Sample Percentiles
Calculating sample percentiles is challenging. What is the 23rd percentile of 10 points?
One rule: Order the \(n\) samples from smallest to largest. Then the \(i\)-th smallest value is \(100\left(\frac{i-0.5}{n}\right)\) th sample percentile. The intermediate percentiles are linearly interpolated.
Probability Plot
The purpose of a probability plot is to determine if the sample matches a given distribution. The points in the plot are \((x,y)\) where \(x\) is the percentile of the distribution (using the formula in the previous section) and \(y\) is the \(i\) th smallest sample observed.
If the sample matches the distribution, the points will form a line at a 45 degree angle.
But what if we want to check against a family of distributions? Usually, if the curve is not straight, no set of parameters will work.
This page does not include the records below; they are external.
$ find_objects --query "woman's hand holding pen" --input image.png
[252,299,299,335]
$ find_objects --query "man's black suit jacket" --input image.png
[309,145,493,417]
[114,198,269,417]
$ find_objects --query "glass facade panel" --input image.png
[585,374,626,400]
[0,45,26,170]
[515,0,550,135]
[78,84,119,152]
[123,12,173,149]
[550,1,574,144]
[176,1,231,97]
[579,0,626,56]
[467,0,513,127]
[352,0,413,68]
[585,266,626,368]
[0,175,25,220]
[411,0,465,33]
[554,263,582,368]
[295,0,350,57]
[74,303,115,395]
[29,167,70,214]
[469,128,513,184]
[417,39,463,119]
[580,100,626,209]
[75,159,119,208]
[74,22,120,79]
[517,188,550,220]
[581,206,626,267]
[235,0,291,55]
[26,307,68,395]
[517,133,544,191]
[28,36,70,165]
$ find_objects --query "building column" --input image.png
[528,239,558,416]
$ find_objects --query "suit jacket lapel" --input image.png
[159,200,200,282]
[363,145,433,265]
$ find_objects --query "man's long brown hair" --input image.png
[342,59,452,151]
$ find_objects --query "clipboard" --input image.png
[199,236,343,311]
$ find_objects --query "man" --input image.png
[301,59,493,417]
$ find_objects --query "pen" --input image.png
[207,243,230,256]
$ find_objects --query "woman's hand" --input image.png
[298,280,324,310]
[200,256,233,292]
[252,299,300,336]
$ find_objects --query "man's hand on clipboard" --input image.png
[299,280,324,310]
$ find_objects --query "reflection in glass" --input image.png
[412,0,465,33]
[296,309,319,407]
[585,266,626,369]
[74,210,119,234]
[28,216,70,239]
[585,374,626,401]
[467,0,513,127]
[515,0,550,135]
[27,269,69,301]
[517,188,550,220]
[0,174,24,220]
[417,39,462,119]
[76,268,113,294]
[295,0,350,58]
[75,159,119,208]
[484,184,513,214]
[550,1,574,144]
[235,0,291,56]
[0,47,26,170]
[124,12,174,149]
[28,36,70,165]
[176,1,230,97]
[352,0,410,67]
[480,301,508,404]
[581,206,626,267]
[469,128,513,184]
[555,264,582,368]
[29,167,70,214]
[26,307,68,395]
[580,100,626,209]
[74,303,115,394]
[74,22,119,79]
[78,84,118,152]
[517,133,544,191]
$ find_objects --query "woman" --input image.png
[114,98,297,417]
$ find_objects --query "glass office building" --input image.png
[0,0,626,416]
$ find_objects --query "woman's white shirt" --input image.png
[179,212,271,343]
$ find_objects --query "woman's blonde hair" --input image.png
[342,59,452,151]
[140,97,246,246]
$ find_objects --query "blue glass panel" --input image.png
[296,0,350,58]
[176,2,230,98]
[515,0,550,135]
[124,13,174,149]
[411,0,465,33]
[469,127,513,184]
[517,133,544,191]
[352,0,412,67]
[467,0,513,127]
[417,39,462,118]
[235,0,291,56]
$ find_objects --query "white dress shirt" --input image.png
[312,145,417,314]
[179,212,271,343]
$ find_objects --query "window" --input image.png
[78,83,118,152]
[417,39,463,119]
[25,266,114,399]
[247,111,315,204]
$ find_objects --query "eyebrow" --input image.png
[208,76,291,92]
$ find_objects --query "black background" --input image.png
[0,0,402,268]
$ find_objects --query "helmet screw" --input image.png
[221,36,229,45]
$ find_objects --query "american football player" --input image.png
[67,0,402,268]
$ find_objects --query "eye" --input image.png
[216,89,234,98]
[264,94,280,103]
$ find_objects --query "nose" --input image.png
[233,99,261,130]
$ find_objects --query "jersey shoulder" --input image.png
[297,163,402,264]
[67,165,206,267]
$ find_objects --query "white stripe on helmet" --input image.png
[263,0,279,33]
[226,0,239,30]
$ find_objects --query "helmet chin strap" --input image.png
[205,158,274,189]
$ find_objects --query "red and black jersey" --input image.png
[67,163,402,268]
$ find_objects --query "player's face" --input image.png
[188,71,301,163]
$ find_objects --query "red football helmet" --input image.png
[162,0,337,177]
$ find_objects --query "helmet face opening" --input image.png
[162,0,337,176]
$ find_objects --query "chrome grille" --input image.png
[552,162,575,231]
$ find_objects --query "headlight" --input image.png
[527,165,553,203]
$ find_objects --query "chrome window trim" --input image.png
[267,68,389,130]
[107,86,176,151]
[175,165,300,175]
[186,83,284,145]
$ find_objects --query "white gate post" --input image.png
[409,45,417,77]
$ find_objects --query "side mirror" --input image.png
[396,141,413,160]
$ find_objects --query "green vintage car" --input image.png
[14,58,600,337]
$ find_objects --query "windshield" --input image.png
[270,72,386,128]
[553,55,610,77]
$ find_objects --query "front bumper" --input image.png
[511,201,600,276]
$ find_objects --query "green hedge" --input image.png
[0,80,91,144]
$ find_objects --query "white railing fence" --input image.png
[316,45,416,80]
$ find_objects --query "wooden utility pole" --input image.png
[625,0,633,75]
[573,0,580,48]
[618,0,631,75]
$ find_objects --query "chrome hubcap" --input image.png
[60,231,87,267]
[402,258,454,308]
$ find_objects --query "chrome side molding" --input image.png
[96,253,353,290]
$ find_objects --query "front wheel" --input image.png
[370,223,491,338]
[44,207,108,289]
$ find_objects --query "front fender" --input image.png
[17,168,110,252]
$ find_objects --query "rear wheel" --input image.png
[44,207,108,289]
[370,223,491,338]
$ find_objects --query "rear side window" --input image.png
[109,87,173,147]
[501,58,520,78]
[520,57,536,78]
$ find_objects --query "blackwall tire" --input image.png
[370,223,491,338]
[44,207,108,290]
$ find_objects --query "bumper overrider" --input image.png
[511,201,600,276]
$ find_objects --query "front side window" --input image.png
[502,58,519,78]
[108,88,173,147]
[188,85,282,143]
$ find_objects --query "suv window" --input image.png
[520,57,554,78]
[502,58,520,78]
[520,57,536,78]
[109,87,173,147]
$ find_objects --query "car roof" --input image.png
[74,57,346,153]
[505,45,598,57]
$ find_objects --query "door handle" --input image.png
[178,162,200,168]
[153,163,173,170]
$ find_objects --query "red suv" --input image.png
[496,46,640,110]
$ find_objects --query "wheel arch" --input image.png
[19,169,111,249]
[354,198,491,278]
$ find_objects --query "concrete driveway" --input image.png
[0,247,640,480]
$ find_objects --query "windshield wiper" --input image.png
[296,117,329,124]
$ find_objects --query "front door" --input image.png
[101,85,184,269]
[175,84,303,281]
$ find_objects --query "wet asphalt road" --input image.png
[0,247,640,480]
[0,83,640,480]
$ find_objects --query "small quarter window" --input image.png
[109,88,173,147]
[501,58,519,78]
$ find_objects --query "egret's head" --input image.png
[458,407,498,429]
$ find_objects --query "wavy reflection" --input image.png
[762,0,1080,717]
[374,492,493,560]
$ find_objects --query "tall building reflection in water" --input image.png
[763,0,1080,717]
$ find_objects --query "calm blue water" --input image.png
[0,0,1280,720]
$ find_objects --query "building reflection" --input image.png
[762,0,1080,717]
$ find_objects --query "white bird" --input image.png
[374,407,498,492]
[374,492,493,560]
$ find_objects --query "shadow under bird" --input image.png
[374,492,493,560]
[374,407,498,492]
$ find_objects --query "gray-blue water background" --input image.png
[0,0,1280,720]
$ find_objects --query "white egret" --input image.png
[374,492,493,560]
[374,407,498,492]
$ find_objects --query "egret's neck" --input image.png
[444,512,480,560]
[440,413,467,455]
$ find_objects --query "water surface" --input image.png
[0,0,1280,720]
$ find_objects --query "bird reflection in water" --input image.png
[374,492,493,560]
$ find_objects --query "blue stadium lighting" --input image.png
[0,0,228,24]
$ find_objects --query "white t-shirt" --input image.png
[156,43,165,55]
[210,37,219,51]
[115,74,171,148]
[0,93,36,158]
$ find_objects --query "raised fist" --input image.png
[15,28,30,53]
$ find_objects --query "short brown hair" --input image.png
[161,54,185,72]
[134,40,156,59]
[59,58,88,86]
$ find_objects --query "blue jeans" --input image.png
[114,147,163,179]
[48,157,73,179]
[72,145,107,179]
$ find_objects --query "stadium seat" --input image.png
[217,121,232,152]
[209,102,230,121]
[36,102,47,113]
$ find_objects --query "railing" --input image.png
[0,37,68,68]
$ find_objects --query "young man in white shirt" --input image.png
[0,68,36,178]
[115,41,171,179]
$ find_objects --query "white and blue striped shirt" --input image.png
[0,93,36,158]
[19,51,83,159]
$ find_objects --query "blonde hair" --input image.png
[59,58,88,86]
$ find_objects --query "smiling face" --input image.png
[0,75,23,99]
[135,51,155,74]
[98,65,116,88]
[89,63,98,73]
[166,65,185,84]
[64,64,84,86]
And if it is straight, you need to find the parameters that will make it 45 degrees.
For a standard normal distribution, the slope is \(\sigma\) and the intercept is \(\mu\).
Consider the following non-normal distributions:
- Symmetric with light tails
- Symmetric with heavy tails
- Skewed
When plotting against a normal distribution, the first will give an S shaped curve - mostly straight in the middle, but deviating at the extremes. For 2, it is S shaped, but curved in the opposite direction. If it is skewed, the curve will be on the same side of the line at both extremes.
How do we know if the line is straight? Sampling variability ensures it never will be really straight. For \(n<30\), deviations from a straight line is not evidence of much. For \(n>>30\), you’ll get close to a linear relationship.
Beyond Normality
In a distribution with the parameters \(\theta_{1}\) and \(\theta_{2}\) as location and scale parameters, plot against the standard distribution: \(\theta_{1}=0,\theta_{2}=1\).